A 15-minute charge from that point got them back up to 60% but you may get more than around 20% if they are completely dead. Sony says a five-minute charge will get you one hour of playback and that’s over USB-C as the case doesn’t have wireless charging like the XM4 case.
Price & Availability
A pair of LinkBuds S can be yours for $199/£179. You can get them direct from Sony or retailers including Amazon, Currys, Argos, AO, John Lewis and Selfridges in the UK.
In the US they’re also available from BestBuy, Amazon and Newegg.
This places them in the mid-range of the wireless earbud market and the price is very attractive considering what you get. However, there’s a spanner in the works here and it’s WF-1000XM4 shaped.
Older tech gets reduced in price over time and since the XM4s have been around a while you can easily pick them up for $220/£199 at the time of writing so the price difference isn’t that big.
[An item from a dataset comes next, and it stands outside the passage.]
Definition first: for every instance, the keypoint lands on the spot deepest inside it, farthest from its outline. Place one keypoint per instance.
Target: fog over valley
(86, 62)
Check out our chart of the best true wireless earbuds for more options.
As expected, the LinkBuds S are an excellent all-round, good-value package for a pair of true wireless earbuds.
Not only are they small, light, comfortable and come in three colours, but you get almost everything from the flagship WF-1000XM4 earbuds such as high-end noise cancelling with Adaptive Sound Control, Speak-to-Chat, wear sensors, LDAC and much more.
It’s certainly a lot more than rivals offer but those can achieve similar levels of sound quality and pure noise cancelling performance at cheaper prices. The fact the XM4s are older and now reduced in price puts the LinkBuds S in a slightly awkward position.
Just $20/£20 more, at the time of writing and you can get the full flagship experience. They still come recommended and once the price drops on these, they’ll be even more viable.